By Kelly Medinger
Baltimore Center Stage uses arts and humanities grant to provide access for all
When he’s not running the Front of House at Baltimore Center Stage, you might find Alec Lawson, Audience Services Manager, narrating one of the theater’s productions for a visually impaired audience member.
The audience member wears an earbud, with Alec (or another trained member of his staff) providing a detailed, live audio description of the set, costumes, entrances and exits of each actor, and action on stage. “Doing a good audio description is tricky,” says Lawson. “You have to watch the show many, many times to learn how to break it down, and you have to share information strategically since you can’t talk while an actor is talking.”
About Baltimore Center Stage
Founded in 1963, Baltimore Center Stage is the City’s leading professional producing theatre, named the State Theatre of Maryland in 1978. It welcomes nearly 100,000 people each season from all 24 Maryland counties.
In 2017, the theatre completed a $33 million renovation, which included upgrades to the technology and services available to patrons with special access needs. The Knott Foundation supported Baltimore Center Stage with this work, awarding a grant for new assistive listening devices, improved captioning services, American Sign Language interpreted performances, increased audio description offerings, and more availability of Braille and large print programs.

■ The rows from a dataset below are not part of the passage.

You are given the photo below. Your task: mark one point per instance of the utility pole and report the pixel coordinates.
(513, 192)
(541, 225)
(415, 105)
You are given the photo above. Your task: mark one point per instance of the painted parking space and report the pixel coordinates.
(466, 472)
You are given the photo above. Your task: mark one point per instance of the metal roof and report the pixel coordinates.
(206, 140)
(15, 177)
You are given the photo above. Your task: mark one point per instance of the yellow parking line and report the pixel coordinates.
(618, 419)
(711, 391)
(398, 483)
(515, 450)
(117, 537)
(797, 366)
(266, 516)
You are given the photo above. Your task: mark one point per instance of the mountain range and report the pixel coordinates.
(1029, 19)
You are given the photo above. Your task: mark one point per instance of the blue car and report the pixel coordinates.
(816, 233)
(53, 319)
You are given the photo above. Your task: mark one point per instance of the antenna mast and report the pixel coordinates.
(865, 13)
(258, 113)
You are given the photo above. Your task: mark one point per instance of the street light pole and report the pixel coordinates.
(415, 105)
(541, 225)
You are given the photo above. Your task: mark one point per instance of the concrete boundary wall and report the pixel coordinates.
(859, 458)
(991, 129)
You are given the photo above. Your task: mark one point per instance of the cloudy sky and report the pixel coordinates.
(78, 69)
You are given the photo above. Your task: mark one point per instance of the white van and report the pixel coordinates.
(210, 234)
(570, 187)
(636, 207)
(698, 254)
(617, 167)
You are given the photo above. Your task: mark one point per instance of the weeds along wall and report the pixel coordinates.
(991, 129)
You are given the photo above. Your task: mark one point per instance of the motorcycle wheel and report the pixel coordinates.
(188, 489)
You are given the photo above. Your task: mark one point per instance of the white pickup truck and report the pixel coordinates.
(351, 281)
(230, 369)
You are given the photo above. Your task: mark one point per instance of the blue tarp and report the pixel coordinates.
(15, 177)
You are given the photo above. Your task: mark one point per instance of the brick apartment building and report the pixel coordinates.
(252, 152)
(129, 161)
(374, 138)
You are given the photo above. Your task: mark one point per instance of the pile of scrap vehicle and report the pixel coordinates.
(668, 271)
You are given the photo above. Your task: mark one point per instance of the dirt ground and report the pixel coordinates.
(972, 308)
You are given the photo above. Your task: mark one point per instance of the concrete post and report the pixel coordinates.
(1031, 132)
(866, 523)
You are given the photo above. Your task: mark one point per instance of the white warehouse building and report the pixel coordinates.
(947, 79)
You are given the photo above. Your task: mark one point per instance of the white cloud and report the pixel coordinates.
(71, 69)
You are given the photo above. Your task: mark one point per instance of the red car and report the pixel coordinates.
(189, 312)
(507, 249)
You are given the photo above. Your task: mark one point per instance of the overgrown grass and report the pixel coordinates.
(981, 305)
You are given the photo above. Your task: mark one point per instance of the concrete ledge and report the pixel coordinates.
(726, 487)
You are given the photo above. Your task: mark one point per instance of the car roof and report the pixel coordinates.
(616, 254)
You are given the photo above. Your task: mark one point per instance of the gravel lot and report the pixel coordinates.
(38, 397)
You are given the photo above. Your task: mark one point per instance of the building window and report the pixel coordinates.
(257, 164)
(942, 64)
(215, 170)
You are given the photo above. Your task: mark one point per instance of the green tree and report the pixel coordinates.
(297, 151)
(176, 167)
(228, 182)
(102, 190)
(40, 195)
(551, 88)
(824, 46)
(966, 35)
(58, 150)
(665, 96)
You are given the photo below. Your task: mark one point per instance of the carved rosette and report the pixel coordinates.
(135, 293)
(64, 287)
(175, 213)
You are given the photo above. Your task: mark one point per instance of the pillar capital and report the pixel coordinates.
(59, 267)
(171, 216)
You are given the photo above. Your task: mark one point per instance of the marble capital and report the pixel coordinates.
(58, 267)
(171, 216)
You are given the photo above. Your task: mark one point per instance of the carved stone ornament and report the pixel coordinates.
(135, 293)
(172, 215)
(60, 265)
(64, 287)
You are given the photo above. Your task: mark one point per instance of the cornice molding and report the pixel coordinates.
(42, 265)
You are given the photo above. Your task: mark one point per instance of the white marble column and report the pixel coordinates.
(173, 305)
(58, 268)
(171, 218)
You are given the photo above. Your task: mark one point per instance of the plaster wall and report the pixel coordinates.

An Enhanced Theatre Experience
Audiences are putting the new services and equipment to good use.
Approximately 750 people each season benefit from assistive listening devices and captioning services, and another 15 members subscribe to the American Sign Language interpreted performance of the mainstage productions. Braille and large print programs continue to be printed at 20 per show.
An average of 100 people also attend “touch tours” of the theatre each season, where they learn about a particular performance by touching props, costumes, and stage items. While staff originally designed the tours for the visually impaired, a large number of attendees have been children. “By opening the touch tours to everyone and attracting lots of kids, it has created a really nice sense of community where we can all interact together to experience theatre,” comments Lawson.
A Commitment to Diversity and Access
“Diversity and access are key priorities for Baltimore Center Stage,” notes Brandon Hansen, Institutional Giving Coordinator. He points to the evidence: One quarter of their audience identifies as a race other than white, and over a third of households have an annual income below $75,000. The newly renovated Head Theater is equipped with removable seats accessed immediately from the entrance ramp, with wheelchair accessible seats built into the theater’s design. Anyone can email firstname.lastname@example.org with a question and one of eight staff members trained in accessibility issues will respond.
Baltimore Center Stage’s accessibility program has achieved national recognition, so much so that Lawson and a colleague have been invited to present at the Leadership Exchange for Arts and Disabilities. Their presentation will address how to create inclusive programs that reflect diverse communities, how diversifying opens perspectives and opportunities, and the role volunteers play in a successful accessibility program.
“Access for all applies to everyone,” emphasizes Lawson. “We often talk about access in the context of race or socioeconomic status, but access needs exist across a wide spectrum.” That could include people who have low vision, are hard of hearing, or have a family member with autism. “These groups with special access needs have often been taught to hide,” Lawson continues. “Here at Center Stage, we want to make theater a welcome place for everyone, to come as you are.”